Les décideurs—qui prennent des décisions sur la mise en service sécuritaire d’un système muni d’IA et sur l’ampleur des risques—doivent comprendre qu’un système d’AA introduit de nouveaux risques. De nouvelles défenses pourraient n’être qu’un avantage de courte durée. La robustesse face aux attaques résulte probablement d’une défense au niveau du système, et les bénéfices d’un usage offensif sont souvent inférieurs aux coûts.

Voici un exemple simplifié

Vous vous souvenez de Tom et Jerry? Eh bien, les attaquants et les défenseurs en AA sont engagés dans un jeu du chat et de la souris, tout aussi évolutif et dangereux, où l’innovation dans l’attaque est la clé pour s’infiltrer et causer des dégâts, reléguant au second plan les anciennes techniques de piratage et de défense.

L’exemple des trois petits cochons et du grand méchant loup tiré des contes pour enfants est une autre illustration.
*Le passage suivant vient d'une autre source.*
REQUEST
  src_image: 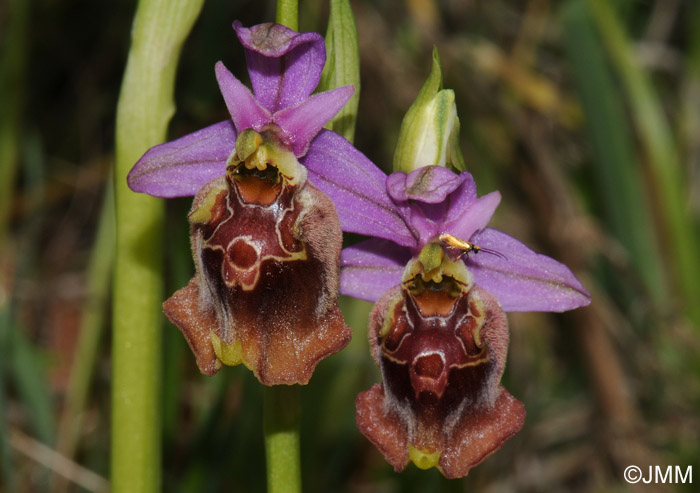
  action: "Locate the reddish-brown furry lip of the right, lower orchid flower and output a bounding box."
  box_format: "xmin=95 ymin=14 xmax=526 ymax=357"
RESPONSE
xmin=356 ymin=247 xmax=525 ymax=478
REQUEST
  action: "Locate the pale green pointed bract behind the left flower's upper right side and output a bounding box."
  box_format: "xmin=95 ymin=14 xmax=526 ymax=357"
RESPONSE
xmin=318 ymin=0 xmax=360 ymax=142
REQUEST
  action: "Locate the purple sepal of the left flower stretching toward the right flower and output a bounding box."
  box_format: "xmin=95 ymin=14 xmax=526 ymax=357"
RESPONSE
xmin=301 ymin=130 xmax=416 ymax=247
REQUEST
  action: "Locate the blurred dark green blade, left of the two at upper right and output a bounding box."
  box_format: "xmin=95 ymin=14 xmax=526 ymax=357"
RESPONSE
xmin=563 ymin=0 xmax=668 ymax=304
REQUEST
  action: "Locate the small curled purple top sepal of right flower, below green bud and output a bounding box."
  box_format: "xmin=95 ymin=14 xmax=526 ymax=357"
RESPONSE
xmin=386 ymin=166 xmax=476 ymax=204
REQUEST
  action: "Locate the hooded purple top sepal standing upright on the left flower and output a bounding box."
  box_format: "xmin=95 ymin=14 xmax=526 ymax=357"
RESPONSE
xmin=233 ymin=21 xmax=326 ymax=113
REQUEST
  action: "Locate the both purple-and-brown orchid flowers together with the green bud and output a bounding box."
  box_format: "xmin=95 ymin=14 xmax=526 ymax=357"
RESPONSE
xmin=128 ymin=22 xmax=590 ymax=478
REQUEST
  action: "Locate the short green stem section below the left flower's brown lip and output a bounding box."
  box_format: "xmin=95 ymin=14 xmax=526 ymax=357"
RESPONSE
xmin=263 ymin=385 xmax=301 ymax=493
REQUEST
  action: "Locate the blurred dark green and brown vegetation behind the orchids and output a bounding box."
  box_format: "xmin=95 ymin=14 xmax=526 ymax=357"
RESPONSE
xmin=0 ymin=0 xmax=700 ymax=492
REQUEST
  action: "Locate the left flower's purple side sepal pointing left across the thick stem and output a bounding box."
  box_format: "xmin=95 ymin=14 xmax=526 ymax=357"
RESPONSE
xmin=126 ymin=120 xmax=236 ymax=198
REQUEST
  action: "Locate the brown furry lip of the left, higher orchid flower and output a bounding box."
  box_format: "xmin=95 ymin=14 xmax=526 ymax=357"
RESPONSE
xmin=163 ymin=130 xmax=351 ymax=385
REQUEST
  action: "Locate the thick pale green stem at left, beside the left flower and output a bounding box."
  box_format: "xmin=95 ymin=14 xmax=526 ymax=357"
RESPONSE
xmin=111 ymin=0 xmax=203 ymax=493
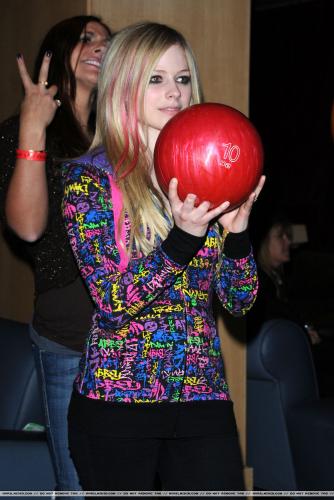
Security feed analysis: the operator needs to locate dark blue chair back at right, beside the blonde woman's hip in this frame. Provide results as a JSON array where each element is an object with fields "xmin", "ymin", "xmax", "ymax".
[{"xmin": 247, "ymin": 319, "xmax": 319, "ymax": 490}]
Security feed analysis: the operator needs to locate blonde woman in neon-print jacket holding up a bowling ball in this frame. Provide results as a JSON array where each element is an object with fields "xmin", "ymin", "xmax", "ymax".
[{"xmin": 63, "ymin": 23, "xmax": 264, "ymax": 491}]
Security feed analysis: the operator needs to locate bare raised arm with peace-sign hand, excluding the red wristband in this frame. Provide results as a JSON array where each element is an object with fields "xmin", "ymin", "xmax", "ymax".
[{"xmin": 6, "ymin": 54, "xmax": 60, "ymax": 242}]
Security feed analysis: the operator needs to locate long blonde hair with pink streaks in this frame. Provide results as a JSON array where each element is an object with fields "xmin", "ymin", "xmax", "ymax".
[{"xmin": 91, "ymin": 23, "xmax": 201, "ymax": 255}]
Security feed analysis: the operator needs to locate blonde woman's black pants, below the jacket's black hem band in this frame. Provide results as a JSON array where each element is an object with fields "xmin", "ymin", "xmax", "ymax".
[{"xmin": 70, "ymin": 428, "xmax": 244, "ymax": 491}]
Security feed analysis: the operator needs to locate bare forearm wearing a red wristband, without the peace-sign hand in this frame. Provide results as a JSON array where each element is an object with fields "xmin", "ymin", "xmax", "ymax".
[{"xmin": 5, "ymin": 124, "xmax": 48, "ymax": 241}]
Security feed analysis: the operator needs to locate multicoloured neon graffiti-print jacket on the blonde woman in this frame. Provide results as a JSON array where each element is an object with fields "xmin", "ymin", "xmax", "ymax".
[{"xmin": 63, "ymin": 148, "xmax": 257, "ymax": 403}]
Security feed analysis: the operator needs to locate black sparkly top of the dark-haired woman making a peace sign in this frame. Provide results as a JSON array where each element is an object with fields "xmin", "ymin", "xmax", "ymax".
[{"xmin": 0, "ymin": 116, "xmax": 93, "ymax": 350}]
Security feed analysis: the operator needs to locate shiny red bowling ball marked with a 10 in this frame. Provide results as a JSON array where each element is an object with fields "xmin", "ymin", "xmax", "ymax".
[{"xmin": 154, "ymin": 103, "xmax": 263, "ymax": 209}]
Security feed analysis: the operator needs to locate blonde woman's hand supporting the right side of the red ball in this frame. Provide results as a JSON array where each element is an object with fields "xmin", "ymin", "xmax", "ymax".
[{"xmin": 218, "ymin": 175, "xmax": 266, "ymax": 233}]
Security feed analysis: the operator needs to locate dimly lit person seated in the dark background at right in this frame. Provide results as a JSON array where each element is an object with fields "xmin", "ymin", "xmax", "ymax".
[{"xmin": 248, "ymin": 217, "xmax": 334, "ymax": 397}]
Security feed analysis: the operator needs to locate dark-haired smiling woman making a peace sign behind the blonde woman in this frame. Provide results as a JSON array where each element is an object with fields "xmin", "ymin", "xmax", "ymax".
[{"xmin": 0, "ymin": 16, "xmax": 111, "ymax": 491}]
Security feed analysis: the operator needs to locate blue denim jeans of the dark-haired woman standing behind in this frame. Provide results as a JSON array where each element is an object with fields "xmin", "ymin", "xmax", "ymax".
[{"xmin": 33, "ymin": 343, "xmax": 81, "ymax": 499}]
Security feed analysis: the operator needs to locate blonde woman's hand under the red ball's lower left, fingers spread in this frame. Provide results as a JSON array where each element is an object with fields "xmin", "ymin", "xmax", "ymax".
[{"xmin": 168, "ymin": 178, "xmax": 230, "ymax": 236}]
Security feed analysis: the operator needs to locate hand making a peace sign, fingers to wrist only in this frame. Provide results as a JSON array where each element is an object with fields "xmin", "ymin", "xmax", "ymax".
[{"xmin": 17, "ymin": 53, "xmax": 61, "ymax": 132}]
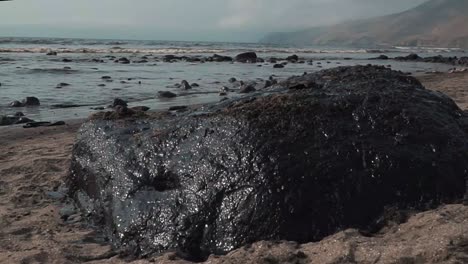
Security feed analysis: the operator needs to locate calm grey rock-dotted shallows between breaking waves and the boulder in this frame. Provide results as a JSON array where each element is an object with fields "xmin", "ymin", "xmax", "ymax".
[{"xmin": 0, "ymin": 48, "xmax": 467, "ymax": 124}]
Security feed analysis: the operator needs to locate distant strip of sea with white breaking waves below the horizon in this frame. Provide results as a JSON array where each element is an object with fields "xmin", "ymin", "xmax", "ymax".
[{"xmin": 0, "ymin": 38, "xmax": 463, "ymax": 54}]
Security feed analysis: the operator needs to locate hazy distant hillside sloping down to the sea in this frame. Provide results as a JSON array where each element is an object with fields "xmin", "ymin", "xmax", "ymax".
[{"xmin": 261, "ymin": 0, "xmax": 468, "ymax": 48}]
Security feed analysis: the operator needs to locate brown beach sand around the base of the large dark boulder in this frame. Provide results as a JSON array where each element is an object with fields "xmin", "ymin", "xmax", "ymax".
[{"xmin": 0, "ymin": 73, "xmax": 468, "ymax": 263}]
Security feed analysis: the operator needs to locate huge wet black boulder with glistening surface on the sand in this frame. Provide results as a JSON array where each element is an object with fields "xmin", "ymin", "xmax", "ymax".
[{"xmin": 68, "ymin": 66, "xmax": 468, "ymax": 260}]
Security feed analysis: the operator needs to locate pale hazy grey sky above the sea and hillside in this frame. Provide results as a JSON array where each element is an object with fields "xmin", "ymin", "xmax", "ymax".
[{"xmin": 0, "ymin": 0, "xmax": 426, "ymax": 41}]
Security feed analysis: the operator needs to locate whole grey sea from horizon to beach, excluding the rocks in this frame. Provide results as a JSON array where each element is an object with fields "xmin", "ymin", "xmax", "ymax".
[{"xmin": 0, "ymin": 38, "xmax": 466, "ymax": 121}]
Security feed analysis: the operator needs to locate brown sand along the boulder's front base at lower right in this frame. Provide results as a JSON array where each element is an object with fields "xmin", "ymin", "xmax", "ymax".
[{"xmin": 158, "ymin": 205, "xmax": 468, "ymax": 264}]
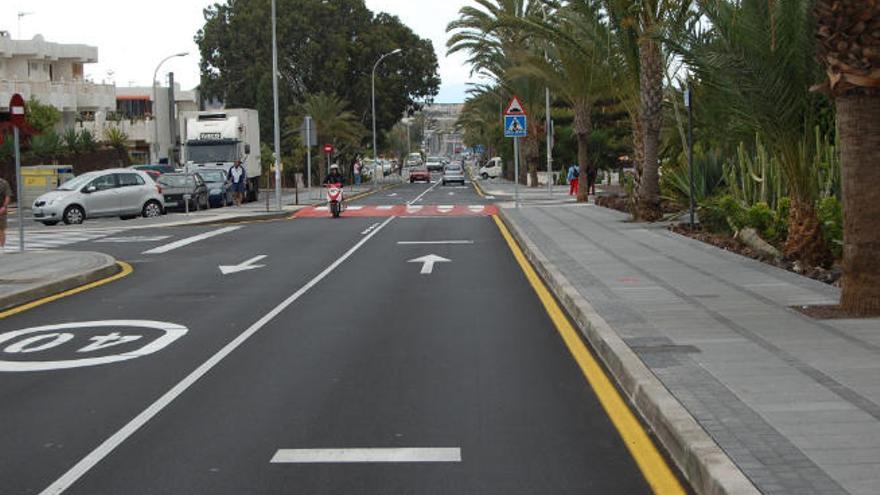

Les défenses bâties en paille et en bois qui semblent solides et renforcées peuvent facilement être brisées pour accéder aux maisons. Grâce à une connaissance approfondie des vulnérabilités, s’appuyer sur des défenses faites de briques—une surveillance constante et un mécanisme de défense évolutif avec l’IA dans ce cas—peut paraître coûteux, mais c’est ce qui aide les organisations à bâtir une défense résiliente, à réduire les risques et à contrer les attaques plus sophistiquées.

« Les capacités de l’IA, en évolution rapide, se révèlent être un outil important pour améliorer la capacité de détecter des brèches sophistiquées et des activités perturbatrices difficiles à repérer. Le plus grand avantage, dans la quête d’un environnement sécuritaire, est l’évolution des systèmes d’IA.

« Cette évolution est une arme à double tranchant où les acteurs malveillants tirent aussi profit de l’IA pour concevoir et créer des brèches avancées pratiquement indétectables. Cependant, ces systèmes offrent aussi une capacité très puissante aux agences et professionnels de cybersécurité afin de développer des systèmes avancés permettant d’identifier et de répondre aux brèches les plus complexes », ajoute Varghese

« Ces capacités sont en développement pour identifier et prévenir les perturbations des écosystèmes de systèmes critiques qui fournissent des services et des capacités de production essentiels », ajoute Varghese.

Comment HCLTech contribue au domaine de l’IA

La politique de cybersécurité résiliente et de confiance zéro de HCLTech protège ses clients tout au long de leurs initiatives de transformation numérique. L’(automatisation robotisée des processus (RPA) jumelée à l’intelligence artificielle (IA) représente la première étape dans cette direction. Grâce à sa profonde expertise en IA et AA, HCLTech considère la cybersécurité comme la prochaine étape majeure et aide les organisations à contrer efficacement les risques grâce à sa solution Cyberdéfense dynamique.